1790, May 21. Died, THOMAS WARTON, author of the History of English Poetry, three volumes 4to. and Camden professor of modern history, in the university of Oxford; he was born in 1728, and was the younger brother of the celebrated Joseph Warton, author of an ingenious Essay on the Genius and Writings of Pope. In 1785, on the death of Whitehead, Thomas Warton was appointed laureate. His odes, however, were found in no respect superior to those of at least his immediate predecessor, and an attempt seems to have been made in his reign to remit a portion of the duty. In a volume of the history of the Decline and Fall of the Roman Empire, published about this period, Gibbon made the remark that "from Augustus to Louis the muse has been too often venal; yet I doubt much whether any age or court can produce a similar establishment of a stipendiary poet, who, in every reign and at all events, is bound to furnish, twice a-year, a measure of praise and verse, such as may be sung in the chapel, and, I believe, in the presence of the sovereign. I speak the more freely," added the historian, "as the best time for abolishing this ridiculous custom is while the prince is a man of virtue, and the poet a man of genius." Apparently in consequence of these observations, the New Year's Ode was discontinued in 1790. The non-performance of the accustomed folly occasioned much talk, and was adverted to by Peter Pindar in what he called an Ode on no Ode:—
What! not a sprig of annual metre,
Neither from Thomas nor from Peter!
Who has shut up the laureat's shop?
Alas, poor Tom's a-cold, I fear;
For sack poor Tom must drink small beer,
And, lo! of that a scanty drop!
Loud roar of Helicon the floods,
Parnassus shakes through all his woods,
To think immortal verse should thus be slighted.
Drop suddenly his jaw and lyre—
I hear, I hear the muses scream affrighted.
Perchance (his powers for future actions hoarding)
George thinks the year boasts nothing worth recording.
Yet what of that!
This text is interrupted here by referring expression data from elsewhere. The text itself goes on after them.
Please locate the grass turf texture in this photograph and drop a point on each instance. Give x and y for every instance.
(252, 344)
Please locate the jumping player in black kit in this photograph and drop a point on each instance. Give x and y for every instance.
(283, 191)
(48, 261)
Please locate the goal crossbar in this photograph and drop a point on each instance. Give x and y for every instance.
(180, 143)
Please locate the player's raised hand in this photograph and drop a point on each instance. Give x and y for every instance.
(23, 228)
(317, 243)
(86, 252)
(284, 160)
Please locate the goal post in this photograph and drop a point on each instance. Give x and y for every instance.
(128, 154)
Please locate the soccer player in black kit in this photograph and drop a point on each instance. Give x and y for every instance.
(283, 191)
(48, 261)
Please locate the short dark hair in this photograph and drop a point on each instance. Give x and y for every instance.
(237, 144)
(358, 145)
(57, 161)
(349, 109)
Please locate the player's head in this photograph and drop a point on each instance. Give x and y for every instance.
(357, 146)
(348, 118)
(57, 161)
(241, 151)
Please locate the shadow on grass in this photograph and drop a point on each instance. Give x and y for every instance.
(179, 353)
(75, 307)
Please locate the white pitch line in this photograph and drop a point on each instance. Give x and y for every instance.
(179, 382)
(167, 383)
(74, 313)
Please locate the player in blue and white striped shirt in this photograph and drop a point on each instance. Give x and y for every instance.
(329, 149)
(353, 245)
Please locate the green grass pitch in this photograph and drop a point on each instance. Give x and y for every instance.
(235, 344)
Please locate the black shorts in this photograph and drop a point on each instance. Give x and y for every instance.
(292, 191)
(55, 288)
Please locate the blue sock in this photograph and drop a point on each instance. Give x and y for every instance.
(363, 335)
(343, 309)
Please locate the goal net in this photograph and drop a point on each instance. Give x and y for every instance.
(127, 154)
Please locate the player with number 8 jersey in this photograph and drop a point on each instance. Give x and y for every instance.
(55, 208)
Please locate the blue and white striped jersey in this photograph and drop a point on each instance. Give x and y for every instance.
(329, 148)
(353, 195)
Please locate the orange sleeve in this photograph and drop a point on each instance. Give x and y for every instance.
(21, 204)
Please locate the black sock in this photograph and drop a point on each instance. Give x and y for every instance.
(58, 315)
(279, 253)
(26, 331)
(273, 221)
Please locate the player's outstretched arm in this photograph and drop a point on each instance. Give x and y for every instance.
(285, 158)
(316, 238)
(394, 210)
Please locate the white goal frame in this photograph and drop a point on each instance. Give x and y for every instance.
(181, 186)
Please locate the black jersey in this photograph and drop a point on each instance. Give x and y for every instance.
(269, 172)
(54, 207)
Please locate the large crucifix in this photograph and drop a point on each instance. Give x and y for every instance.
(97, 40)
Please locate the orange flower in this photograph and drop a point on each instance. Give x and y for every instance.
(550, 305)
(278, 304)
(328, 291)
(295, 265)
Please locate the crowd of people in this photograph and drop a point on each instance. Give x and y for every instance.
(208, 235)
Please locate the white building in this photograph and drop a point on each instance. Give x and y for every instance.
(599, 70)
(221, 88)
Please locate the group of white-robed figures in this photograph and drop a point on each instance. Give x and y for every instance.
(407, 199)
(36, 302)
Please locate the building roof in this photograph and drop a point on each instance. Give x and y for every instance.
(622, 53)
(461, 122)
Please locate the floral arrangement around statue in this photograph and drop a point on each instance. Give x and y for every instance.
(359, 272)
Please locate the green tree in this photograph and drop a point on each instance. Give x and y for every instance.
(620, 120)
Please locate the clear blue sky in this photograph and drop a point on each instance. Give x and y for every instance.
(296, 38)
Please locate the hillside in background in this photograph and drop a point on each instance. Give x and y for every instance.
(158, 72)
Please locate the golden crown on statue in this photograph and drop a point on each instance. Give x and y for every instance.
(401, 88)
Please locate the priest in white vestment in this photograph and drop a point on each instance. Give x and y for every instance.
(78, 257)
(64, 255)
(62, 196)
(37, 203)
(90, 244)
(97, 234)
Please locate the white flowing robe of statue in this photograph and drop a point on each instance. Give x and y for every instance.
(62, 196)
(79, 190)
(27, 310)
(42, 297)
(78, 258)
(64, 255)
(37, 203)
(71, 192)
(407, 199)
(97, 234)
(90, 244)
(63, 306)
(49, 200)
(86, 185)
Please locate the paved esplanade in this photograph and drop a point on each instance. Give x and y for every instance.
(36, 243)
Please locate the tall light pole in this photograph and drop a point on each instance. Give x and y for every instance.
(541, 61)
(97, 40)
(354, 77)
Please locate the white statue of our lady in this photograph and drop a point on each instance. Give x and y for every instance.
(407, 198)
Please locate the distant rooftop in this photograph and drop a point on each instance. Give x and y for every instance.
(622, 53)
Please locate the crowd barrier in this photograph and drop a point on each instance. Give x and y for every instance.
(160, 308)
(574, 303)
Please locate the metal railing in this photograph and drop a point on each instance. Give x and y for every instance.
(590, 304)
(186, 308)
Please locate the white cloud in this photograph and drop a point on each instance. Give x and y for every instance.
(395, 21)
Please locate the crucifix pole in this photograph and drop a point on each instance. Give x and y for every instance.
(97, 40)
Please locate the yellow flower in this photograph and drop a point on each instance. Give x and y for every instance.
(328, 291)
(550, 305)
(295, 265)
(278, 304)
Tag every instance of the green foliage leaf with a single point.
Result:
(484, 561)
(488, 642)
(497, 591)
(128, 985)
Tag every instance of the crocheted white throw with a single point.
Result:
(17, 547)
Though nought has been effected,
Tom might have told us what might be expected;
Have said that civil list should sigh no more,
And Charlotte give — a sixpence to the poor!
Warton was succeeded (Cowper being alive) by James Henry Pye, who, as the jest books have it, was much "cut up" for his presumption in aspiring to such an honour, and of whom the least that can be said is, that he has no place in English literature.